A large news website, like many web companies over the past few years, has been undergoing a slow but steady transition from a single, monolithic code base to a service oriented architecture. Our reasons are pretty standard – the team is growing, everyone wants to be able to develop without worrying about stepping on other developers’ toes – but it have one obstacle that makes its situation unique: its primary data store is a single MongoDB database that contains six years of production data, and all services are expected to affect the public-facing website by directly modifying said database.

Broken Encapsulation

If that last sentence made you cringe, you probably already know where this is going: using a single, shared database breaks service encapsulation in a dangerous way, and it gets worse the older a database gets. Services have to maintain a deep knowledge of their companion service's internal mechanics not only as they exist at any given moment, but as they have existed over time.

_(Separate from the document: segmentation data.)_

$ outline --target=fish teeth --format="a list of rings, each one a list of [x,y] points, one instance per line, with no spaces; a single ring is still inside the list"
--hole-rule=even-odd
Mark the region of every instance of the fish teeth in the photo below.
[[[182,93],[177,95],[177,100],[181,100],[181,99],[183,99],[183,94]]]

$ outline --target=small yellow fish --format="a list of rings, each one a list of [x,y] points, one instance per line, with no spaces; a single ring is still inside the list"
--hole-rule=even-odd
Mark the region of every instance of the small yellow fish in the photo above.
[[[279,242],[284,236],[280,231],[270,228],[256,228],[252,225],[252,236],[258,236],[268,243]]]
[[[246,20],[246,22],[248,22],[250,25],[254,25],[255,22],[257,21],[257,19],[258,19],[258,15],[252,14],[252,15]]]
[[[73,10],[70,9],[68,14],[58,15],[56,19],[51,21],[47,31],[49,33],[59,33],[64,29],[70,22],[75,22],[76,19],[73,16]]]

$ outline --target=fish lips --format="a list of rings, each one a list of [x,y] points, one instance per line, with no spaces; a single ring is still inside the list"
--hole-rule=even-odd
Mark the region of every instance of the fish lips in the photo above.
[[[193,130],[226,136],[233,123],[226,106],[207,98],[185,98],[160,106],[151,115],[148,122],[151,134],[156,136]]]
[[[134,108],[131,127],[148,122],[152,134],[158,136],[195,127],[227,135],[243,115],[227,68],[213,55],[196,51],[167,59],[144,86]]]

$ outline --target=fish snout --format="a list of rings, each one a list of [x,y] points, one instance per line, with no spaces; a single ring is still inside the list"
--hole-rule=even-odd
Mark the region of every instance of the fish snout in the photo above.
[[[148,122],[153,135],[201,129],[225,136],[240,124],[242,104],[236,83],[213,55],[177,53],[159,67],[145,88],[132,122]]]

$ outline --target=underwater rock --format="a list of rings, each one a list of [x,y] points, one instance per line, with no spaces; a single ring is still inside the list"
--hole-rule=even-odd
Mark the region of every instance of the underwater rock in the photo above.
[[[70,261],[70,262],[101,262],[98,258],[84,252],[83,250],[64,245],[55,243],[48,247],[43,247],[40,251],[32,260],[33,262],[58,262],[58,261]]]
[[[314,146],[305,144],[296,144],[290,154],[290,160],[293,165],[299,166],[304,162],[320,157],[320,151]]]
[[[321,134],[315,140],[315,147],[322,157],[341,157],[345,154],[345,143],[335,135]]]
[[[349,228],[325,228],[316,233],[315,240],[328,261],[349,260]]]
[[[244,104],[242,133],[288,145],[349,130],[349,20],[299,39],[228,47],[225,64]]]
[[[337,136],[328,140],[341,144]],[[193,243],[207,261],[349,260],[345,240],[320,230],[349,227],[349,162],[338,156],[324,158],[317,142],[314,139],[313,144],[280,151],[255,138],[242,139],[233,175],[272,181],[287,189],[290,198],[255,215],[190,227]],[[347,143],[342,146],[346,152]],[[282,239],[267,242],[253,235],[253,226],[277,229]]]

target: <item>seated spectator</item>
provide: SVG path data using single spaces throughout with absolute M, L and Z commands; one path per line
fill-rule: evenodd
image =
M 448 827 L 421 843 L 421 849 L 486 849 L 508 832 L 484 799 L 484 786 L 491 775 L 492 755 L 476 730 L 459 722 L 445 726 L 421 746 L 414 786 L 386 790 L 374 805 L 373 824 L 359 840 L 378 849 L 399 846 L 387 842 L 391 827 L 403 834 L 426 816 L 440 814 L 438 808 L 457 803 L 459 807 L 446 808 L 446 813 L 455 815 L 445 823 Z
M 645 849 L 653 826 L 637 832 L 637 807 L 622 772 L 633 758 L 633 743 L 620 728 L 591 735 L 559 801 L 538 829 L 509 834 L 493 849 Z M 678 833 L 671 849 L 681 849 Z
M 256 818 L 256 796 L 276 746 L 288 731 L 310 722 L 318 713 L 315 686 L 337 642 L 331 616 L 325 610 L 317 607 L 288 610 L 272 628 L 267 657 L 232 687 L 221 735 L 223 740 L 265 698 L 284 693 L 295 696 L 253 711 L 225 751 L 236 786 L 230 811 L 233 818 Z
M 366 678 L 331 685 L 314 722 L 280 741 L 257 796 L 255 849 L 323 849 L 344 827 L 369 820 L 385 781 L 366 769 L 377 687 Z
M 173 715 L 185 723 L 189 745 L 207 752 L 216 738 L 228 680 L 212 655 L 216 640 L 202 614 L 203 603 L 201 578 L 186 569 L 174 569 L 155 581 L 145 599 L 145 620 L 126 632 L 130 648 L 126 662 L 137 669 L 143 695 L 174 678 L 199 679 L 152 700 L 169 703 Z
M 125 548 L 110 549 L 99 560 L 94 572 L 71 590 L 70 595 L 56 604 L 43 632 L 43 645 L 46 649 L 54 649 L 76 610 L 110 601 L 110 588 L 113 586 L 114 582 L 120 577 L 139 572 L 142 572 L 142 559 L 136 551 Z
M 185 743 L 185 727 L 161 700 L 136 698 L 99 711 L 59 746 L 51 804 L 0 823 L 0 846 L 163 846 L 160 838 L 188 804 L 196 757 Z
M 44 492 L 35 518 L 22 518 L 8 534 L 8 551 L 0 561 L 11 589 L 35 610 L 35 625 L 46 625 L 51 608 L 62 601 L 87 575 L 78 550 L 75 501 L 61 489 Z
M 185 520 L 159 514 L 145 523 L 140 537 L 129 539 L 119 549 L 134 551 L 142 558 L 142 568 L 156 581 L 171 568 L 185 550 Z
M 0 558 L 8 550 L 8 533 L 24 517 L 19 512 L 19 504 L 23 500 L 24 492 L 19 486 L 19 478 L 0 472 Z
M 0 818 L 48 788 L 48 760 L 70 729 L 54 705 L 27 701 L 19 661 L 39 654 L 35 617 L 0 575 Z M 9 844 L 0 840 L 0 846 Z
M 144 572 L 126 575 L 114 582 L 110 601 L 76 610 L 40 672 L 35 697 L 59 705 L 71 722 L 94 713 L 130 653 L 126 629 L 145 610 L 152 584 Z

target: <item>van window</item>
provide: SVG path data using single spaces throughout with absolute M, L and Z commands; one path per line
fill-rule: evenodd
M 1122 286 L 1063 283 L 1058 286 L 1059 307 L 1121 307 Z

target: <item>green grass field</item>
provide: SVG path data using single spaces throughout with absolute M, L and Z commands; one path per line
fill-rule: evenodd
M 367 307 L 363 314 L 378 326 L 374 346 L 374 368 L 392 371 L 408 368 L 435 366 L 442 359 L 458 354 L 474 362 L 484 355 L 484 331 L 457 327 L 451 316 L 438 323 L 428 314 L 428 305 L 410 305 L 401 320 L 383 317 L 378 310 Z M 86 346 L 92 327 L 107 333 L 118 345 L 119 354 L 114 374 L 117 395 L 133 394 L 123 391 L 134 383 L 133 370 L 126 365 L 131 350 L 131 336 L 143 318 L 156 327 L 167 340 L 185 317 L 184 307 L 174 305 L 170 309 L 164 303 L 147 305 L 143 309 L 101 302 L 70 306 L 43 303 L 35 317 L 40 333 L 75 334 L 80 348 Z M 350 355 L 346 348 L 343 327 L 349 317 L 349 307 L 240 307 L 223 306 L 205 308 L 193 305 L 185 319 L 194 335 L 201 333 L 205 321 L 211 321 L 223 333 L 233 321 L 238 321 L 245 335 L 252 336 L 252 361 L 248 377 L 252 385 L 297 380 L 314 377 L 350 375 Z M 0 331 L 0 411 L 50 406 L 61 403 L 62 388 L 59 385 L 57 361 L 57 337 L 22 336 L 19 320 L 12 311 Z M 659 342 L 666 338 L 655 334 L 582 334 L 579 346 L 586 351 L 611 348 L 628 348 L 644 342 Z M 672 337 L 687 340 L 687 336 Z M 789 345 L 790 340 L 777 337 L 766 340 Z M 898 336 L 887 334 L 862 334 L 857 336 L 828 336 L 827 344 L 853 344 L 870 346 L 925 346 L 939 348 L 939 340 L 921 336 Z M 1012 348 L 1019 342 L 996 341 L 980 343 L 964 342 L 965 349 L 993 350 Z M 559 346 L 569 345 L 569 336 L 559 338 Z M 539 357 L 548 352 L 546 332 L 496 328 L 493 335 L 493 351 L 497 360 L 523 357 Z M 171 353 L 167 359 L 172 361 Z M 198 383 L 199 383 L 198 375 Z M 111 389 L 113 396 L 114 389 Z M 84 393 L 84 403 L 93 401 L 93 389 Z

Normally, there's nothing wrong with sharing a database: for many companies, a traditional database is the very first service they deploy: it provides a standardized, widely understood, and extensively documented way to access and modify data in a controlled way, especially if the data is in the third normal form. Unless someone makes a radical change to the database schema, access patterns and security protocols are defined in the service responsible for storing the data. And even when the schema changes, the data access API changes for all data. Not so with Mongo: change the schema a particular application uses, and it will affect documents inserted and modified after the changes were effected. Data stored prior to that must be retrieved and processed using the old schema, leading to services littered with ugly hasOwnProperty or isset checks, or if you want to formalize changes, something along the lines of if (document.version < 2.3) ....

This is schema rot.

Even alternative document stores like CouchDB and Solr/ElasticSearch, with their predefined views and schemas, respectively, provide a much stronger public API than Mongo can. Mongo's support for arbitrary queries and lack of an internal mechanism for schema migrations mean that if you use it, you will eventually find yourself supporting multiple schemas in the same collection. If you're using an ODM like Hibernate or Doctrine, this will be a source of considerable pain, especially once multiple services all have to independently implement defensive mechanisms for protecting themselves from pervasive schema rot.

So what can you do? A common solution seems to be implementing an internal REST API that is the only service allowed to talk to Mongo. But now you have a defined schema and centralized access control, meaning that all you gained from using Mongo instead of Postgres was … global write locks.